It’s not every day you see a deaf performer mime chopping a body to bits. You know, an actor silently kneels next to the imaginary body he just strangled, grabs an imaginary cutting implement, and starts cartoonishly hacking away. Swing, swing, swing, chop, chop, chop, pick up something—lower leg, upper leg,
other—and then, in a moment of deliciously macabre mirth, lop off some pliable, fleshy bit and play with it like a cat with a nearly dead mouse.
Singapore performer Ramesh Meyyappan is an adept and beguiling practitioner of what is known in the U.K. as physical and visual theater, a dramatic approach that incorporates dance, body performance, performance art, puppetry, and practically any other creative energy that liberates the stage from the written text and spoken word. It creates a more abstract performance space—in some ways a risky one that asks a good deal of its audience—but also capable of startlingly alive scenes.
Meyyappan’s two performances on this bill, part of the 14-day QuestFest currently ongoing in Baltimore, featured the actor in solo interpretations of Edgar Allan Poe’s short stories “The Tell-Tale Heart” and “The Masque of the Red Death.” The above gleeful hacking takes place midway through “Tell-Tale,” and marked the performance’s move from the tepid into something more illuminating. Meyyappan—clad in black pants and a white oxford shirt and performing on a stage void of any set decoration—played the dual role of a fussy, proper manservant and the stodgy, aged man who the servant cares for, kills, and buries beneath the floor. Familiarity with Poe’s story helped navigating Meyyappan’s role-switching early on, even though he did adopt distinctly different expressions for each and easily moved between the two: He hunches over and moves wearily as the old man is creakily helped out of bed and slyly stretches out an arm and extends the other around an imaginary load to become the servant walking him in one smooth motion. The setup is a slow going at first, but come the killing, hacking, and burying, Meyyappan’s performance has accrued an engaging momentum.

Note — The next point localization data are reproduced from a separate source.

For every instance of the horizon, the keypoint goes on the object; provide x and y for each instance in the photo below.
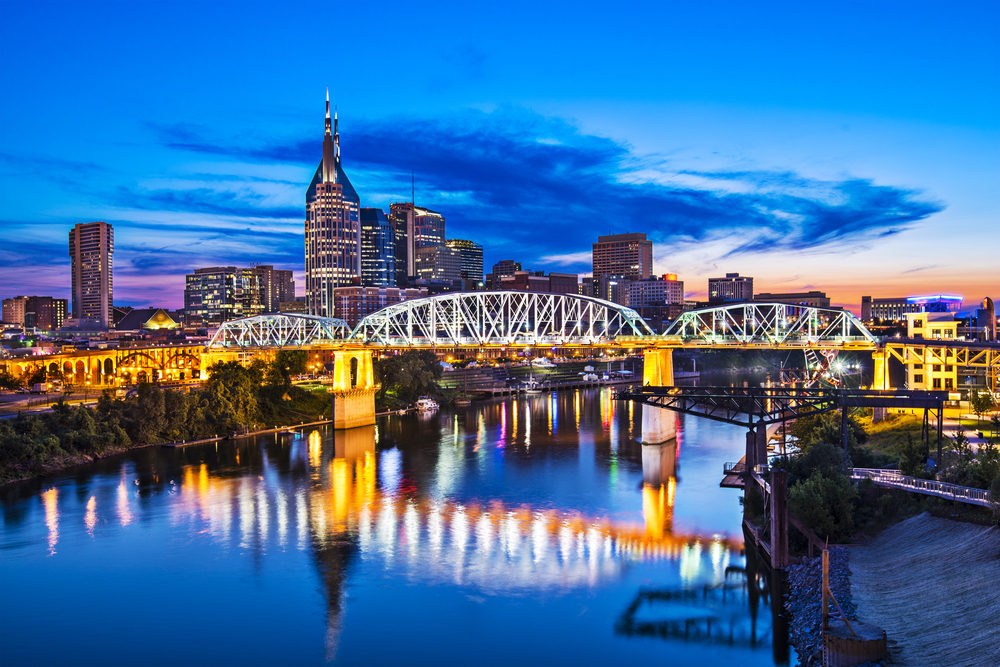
(826, 174)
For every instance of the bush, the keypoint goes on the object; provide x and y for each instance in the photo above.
(825, 503)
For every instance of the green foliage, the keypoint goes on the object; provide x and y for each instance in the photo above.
(825, 503)
(981, 402)
(286, 364)
(409, 375)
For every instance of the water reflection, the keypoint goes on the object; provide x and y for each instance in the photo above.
(532, 498)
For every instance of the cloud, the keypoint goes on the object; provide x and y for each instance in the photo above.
(536, 188)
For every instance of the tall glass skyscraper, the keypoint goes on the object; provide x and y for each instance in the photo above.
(333, 227)
(378, 244)
(90, 247)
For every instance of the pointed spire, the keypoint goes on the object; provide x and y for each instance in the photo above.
(336, 135)
(328, 111)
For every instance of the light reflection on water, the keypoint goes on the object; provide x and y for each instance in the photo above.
(537, 499)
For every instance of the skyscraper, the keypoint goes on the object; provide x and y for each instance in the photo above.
(627, 255)
(378, 247)
(91, 245)
(415, 227)
(333, 228)
(472, 258)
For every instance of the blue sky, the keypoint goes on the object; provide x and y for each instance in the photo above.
(848, 147)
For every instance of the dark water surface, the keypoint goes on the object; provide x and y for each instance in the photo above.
(515, 532)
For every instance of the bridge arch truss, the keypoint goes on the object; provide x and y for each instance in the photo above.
(280, 330)
(506, 318)
(779, 324)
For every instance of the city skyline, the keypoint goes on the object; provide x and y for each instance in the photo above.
(849, 187)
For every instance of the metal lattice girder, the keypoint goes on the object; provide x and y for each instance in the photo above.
(739, 405)
(279, 330)
(500, 318)
(771, 323)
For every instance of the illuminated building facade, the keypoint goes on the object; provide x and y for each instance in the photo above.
(276, 285)
(733, 287)
(218, 294)
(896, 309)
(332, 227)
(507, 267)
(438, 262)
(39, 312)
(378, 249)
(932, 372)
(472, 258)
(655, 291)
(90, 248)
(628, 255)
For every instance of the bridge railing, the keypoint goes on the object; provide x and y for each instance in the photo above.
(895, 479)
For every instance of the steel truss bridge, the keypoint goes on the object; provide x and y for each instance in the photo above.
(771, 405)
(280, 330)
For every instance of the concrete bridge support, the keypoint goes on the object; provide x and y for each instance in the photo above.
(353, 389)
(658, 425)
(659, 463)
(658, 367)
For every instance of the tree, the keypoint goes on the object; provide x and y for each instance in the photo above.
(825, 504)
(981, 402)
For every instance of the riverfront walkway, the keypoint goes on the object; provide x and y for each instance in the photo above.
(931, 584)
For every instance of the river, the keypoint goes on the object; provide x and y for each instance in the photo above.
(516, 531)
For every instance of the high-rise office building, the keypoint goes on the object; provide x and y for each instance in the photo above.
(506, 267)
(472, 258)
(39, 312)
(628, 255)
(414, 227)
(733, 287)
(217, 294)
(91, 245)
(333, 228)
(276, 285)
(378, 249)
(438, 262)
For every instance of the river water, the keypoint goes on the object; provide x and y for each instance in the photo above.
(517, 531)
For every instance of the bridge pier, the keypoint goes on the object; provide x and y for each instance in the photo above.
(658, 425)
(658, 367)
(353, 392)
(659, 463)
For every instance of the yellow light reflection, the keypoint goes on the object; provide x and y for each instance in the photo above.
(49, 502)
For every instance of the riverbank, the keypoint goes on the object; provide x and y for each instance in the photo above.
(930, 583)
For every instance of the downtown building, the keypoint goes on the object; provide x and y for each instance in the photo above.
(332, 228)
(378, 249)
(217, 294)
(627, 255)
(414, 227)
(733, 287)
(39, 312)
(91, 245)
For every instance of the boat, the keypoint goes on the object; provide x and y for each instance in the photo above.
(426, 404)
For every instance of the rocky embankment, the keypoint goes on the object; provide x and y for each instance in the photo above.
(804, 600)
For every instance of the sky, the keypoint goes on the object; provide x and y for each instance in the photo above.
(848, 147)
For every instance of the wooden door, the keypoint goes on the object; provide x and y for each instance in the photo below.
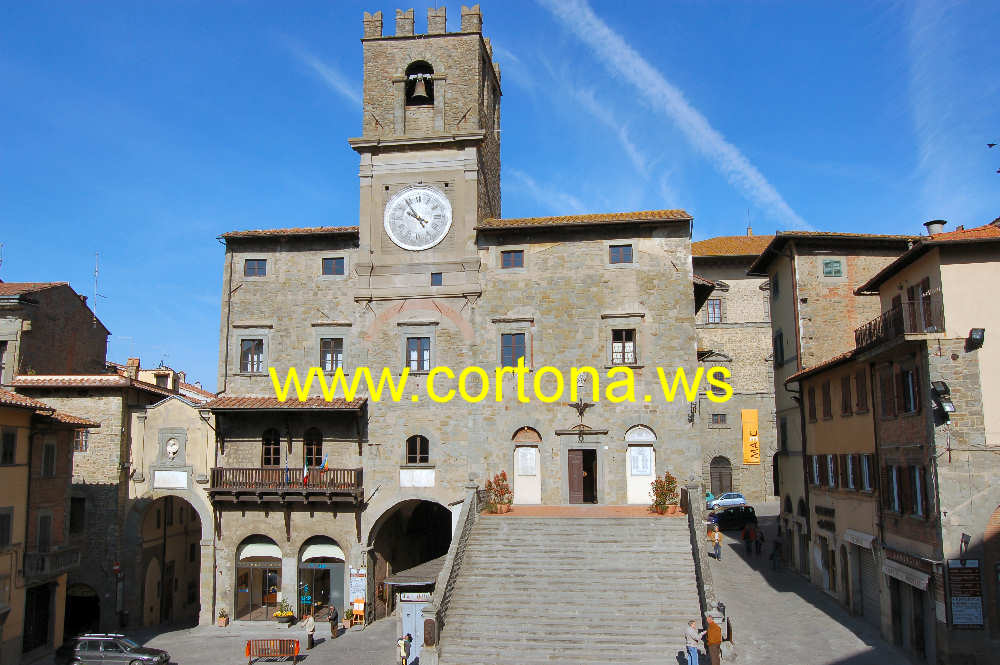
(575, 476)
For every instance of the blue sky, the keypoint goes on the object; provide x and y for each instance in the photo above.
(143, 130)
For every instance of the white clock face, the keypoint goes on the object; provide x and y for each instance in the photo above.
(417, 217)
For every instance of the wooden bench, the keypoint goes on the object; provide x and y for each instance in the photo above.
(275, 648)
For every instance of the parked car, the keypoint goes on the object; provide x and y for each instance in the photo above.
(106, 648)
(734, 517)
(726, 500)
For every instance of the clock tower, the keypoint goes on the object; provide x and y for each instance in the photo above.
(430, 154)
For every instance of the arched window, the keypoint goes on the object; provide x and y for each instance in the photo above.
(417, 450)
(721, 471)
(270, 448)
(419, 84)
(313, 447)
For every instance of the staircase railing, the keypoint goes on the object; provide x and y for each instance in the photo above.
(438, 607)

His treatment of “The Masque of the Red Death” is much more arresting: A man reads the newspaper, is troubled by some unknown outside threat, and immediately starts cutting himself off from the world. It’s performed in remarkably simple gestures—he rushes to his fours walls and scrawls keep out and keep away—and has troublingly vivid death nightmares while sleeping. It’s an adaptation that abstracts the allegorical short into a poignantly streamlined vision of paranoid isolation, yielding a wordless experience as creepily unnerving as Poe’s words.